The air quality challenge in europe
Air quality is a concern for European citizens; 56% of Europeans think that air quality has worsened in the last decade, and almost nine out of ten citizens consider air-quality related to be an issue.
Member States are struggling to achieve their air quality targets, it is an increasing concern that, up to 41% of the EU urban population is exposed to PM levels that exceed the EU air quality daily limit. The full report can be found here.
Poor air quality as a result of emissions from transport is a particular problem in urban areas, where high congestion makes the low air quality problem most acute. According to the EU Commission, some 500,000 European citizens die prematurely, primarily due to exposure to high PM levels. A study by the WHO revealed that life expectancy could be increased by up to 22 months in Europe's most polluted cities if long-term PM2.5 concentrations were reduced to the WHO air quality daily limit. DG Environment has dedicated 2013 to reviewing EU policy on air quality in order to address these challenges.
Particulate matter (pm10, pm2.5)
According to the European Environment Agency, fine particles or 'particulate matter' (PM) is one of the most damaging pollutants for human health. Long term exposure to PM 10 can have negative health impacts, such as respiratory diseases and even premature death. According to the Commission, some 500,000 premature deaths can be traced back to the harmful health effects of air pollution
Paraffinic fuels can reduce PM emissions by 25-40%. The map below demonstrated the daily average percentage of Particulate Matter (PM10) in Europe.
Nitrogen Oxide (NOX)
Nitrogen dioxide can irritate the lungs and lower resistance to respiratory infections such as influenza. Continued or frequent exposure to concentrations that are typically much higher than those normally found in the ambient air may cause increased incidence of acute respiratory illness in children.
As the map below demonstrates, NOx concentrations in most European urban areas have been high and in many cases exceeding the annual limits.
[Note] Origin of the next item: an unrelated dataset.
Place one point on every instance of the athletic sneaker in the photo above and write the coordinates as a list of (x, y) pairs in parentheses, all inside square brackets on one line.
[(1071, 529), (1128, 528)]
Paraffinic fuels have several positive properties from an air quality perspective, as they allow for reduction in NOx emissions.
Case study on Brussels air quality
In Brussels, citizens suffer from poor air quality that is partly linked to high pollutant levels. According to a study by Aphekom, the daily limit values for PM10 are systematically exceeded in some sites. According to a Government analysis of the Belgian car fleet, total annual diesel PM emissions from transport in Brussels are close to 350 tonnes.
ASFE estimated that if all diesel vehicles in Brussels (passenger cars and heavy duty) switched to paraffinic fuels, approximately 129 tonnes of PM could be saved each year. This would correspond to taking over 64,000 of the most polluting cars, belonging to the Euro 1 and 2 emissions category, off the road.
Paraffinic fuels are available now and can be used in existing diesel engines using existing diesel fuel infrastructure. They emit up to 40% less PM than conventional diesel fuels. The increased use of paraffinic fuels could lead to immediate improvements in air quality in Brussels, reducing health risks related to air pollution.